Out-of-distribution generalizations

Description: Read some recent publications on out-of-distribution generalization and write a summary of their differences, advantages and drawbacks.
Methods: Linear models; tree ensembles; structural causal models
Knowledge: Regression and Classification; Causality
Data: Some small simulation studies; if of interest also larger datasets on ICU patient data

Quantile Treatment Effects

Description: Read on quantile treatment effects which characterize the possibly heterogenous causal effect and write a summary of current approaches
Methods: Linear models; tree ensembles; structural causal models; instrumental variables
Knowledge: Regression and Classification; Causality
Data: Can be theoretical; can also use some large-scale climate data

Malte Londschien (mit Peter Bühlmann)

Contact: E-mail

Integration of Change Point Detection Algorithms with Spline-Based Smoothers for Drift Correction of Metabolomics Data

Description: Metabolomics is the study of small molecules in various tissues such as blood, urine, etc.
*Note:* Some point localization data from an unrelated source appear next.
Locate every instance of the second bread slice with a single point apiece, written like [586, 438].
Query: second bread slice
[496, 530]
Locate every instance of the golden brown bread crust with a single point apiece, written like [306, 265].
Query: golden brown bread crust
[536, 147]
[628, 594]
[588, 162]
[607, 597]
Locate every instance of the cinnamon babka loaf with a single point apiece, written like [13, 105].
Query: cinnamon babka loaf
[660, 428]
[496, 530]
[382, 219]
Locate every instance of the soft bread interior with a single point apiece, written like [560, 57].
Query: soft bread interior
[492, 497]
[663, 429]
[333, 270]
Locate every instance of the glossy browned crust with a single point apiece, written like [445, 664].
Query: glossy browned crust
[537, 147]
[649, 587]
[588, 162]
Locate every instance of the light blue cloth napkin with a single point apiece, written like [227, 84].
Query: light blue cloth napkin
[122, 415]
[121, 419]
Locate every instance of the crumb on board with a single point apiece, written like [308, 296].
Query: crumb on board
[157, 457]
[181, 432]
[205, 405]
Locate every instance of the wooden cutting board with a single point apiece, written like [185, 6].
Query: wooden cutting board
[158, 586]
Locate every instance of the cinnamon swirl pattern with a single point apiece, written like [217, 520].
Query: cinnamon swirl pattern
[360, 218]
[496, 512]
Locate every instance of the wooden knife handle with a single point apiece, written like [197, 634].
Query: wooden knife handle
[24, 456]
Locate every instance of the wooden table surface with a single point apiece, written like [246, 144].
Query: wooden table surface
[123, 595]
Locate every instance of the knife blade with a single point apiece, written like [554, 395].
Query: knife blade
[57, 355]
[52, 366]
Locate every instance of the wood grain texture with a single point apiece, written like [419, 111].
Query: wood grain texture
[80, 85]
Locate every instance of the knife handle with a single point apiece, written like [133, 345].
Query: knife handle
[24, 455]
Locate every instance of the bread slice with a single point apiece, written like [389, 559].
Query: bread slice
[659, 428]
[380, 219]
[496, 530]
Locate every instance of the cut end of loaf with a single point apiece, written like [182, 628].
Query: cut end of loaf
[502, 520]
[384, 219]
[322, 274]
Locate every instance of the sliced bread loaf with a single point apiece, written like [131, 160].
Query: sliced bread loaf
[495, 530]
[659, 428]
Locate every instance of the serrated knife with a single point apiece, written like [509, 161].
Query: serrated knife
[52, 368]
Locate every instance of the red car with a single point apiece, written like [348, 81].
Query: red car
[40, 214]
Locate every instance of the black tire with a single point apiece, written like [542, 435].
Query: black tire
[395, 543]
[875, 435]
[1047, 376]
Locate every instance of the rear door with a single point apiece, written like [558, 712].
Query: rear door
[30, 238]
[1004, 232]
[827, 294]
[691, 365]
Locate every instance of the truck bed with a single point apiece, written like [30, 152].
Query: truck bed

Applications of metabolomics include monitoring of clinical trials and drug and biomarker discovery. In a typical metabolomics experiment, samples are placed in numbered wells on plates and processed by mass spectrometer well by well, plate by plate. The resulting data can thus be interpreted as a high-dimensional time series. Metabolomic measurements are prone to batch effects, instrumental drifts and abrupt jumps, which need to be removed in a pre-processing step. Change (or break) point detection considers the localization of abrupt distributional changes in time series. We propose to estimate drifts and jumps simultaneously with change point detection.
Methods: Change point detection
Data: Metabolomics
Knowledge: Statistical methods, programming in R or Python.